Un silence nous enveloppa. Dehors, ni voiture ni passant. Pour cet instant fugace, nous pouvions nous permettre cette intimité sans crainte d'être vus. Je m'adossai à la voiture et emprisonnai sa main entre mes paumes avant de déposer un baiser léger sur le bout de ses doigts.
« Je ne marcherai dans aucune allée. Je veux que ce soit toi qui descende vers moi, pour devenir M. Yu. »
Ses doigts tressaillirent comme s'il voulait les retirer, mais il résista. Au bout d'un moment, il proposa d'une voix rauque : « Ne rentre pas chez toi ce soir. J'irai parler à ton grand-père.»
Je me figeai et le dévisageai.
Ses yeux ressemblaient à une mare réchauffée par le soleil - froids et indifférents en surface, mais d'une chaleur profonde et enveloppante. Un réconfort qu'on sentait jusqu'aux os. À chaque regard, j'avais l'impression de me noyer dans ses profondeurs, de ne faire plus qu'un avec lui, sans jamais vouloir m'échapper.
« Je lui dirai que Yu Mian m'a déjà demandé en mariage.
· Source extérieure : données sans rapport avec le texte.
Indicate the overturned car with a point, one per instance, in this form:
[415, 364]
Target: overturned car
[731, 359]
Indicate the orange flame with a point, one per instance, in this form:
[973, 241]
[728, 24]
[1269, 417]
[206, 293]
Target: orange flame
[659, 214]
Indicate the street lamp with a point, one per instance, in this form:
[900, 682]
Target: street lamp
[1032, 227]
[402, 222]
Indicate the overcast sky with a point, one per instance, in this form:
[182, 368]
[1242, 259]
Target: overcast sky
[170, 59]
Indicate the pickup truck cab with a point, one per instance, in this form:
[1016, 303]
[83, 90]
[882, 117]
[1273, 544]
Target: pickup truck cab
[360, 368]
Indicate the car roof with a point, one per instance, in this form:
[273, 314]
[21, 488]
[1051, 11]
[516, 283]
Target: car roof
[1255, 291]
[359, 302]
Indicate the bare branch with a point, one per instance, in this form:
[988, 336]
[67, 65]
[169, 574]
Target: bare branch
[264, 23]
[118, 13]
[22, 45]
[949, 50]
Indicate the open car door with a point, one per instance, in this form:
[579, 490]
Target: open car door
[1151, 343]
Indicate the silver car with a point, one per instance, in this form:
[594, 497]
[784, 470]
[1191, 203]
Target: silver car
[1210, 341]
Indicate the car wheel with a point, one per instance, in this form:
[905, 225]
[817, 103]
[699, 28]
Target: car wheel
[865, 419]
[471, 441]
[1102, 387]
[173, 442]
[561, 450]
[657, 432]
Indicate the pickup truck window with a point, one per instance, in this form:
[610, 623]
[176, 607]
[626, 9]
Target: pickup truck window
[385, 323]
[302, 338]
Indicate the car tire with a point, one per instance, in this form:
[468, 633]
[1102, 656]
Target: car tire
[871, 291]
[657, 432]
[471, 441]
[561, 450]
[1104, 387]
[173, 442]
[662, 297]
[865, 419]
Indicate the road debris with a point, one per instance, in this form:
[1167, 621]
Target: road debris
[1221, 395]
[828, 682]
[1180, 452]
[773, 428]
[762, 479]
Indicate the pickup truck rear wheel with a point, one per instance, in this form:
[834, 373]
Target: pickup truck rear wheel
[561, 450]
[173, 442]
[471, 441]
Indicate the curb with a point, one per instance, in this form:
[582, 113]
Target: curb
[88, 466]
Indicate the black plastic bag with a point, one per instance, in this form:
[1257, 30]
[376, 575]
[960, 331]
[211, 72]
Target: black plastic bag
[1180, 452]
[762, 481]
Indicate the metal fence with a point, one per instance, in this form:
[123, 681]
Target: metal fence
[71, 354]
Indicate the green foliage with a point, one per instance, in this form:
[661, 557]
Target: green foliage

Qu'à partir de maintenant, je fais partie de la famille Yu et qu'il doit assumer la responsabilité de m'épouser, donc il n'a pas le droit de convoler avec quelqu'un d'autre. » Yan Kongshan esquissa un sourire. « Qu'en penses-tu ? »
Mon cœur fondit comme neige au soleil. Que pouvais-je penser d'autre ? À part...
« Je crois que c'est à moi de parler à grand-père. » Je serrai les lèvres, le ton devenant grave. « Si tu y vas, j'ai peur qu'il te frappe. »
Se faire battre me semblait un sort plutôt clément pour un homme qui annoncerait soudainement à un vieillard qu'il comptait épouser son petit-fils. Grand-père m'avait chéri toutes ces années ; si j'y allais moi-même, les risques de baston diminuaient considérablement.
Alors que je prenais cette décision, mon anxiété se dissipa instantanément. Je déposai un baiser furtif au coin des lèvres de Yan Kongshan avant de me tourner pour partir.
Puis tout mon corps se figea sur place.
Grand-père avait arrêté son chariot à œufs de thé à mi-chemin devant l'entrée de la cour et nous observait, Yan Kongshan et moi. Il devait rentrer chez lui quand il était passé devant l'entrée et nous avait surpris en flagrant délit.
« ...... »
Quelle coïncidence, n'est-ce pas ?
Parfait. Maintenant nous allions tous les deux nous faire rosser.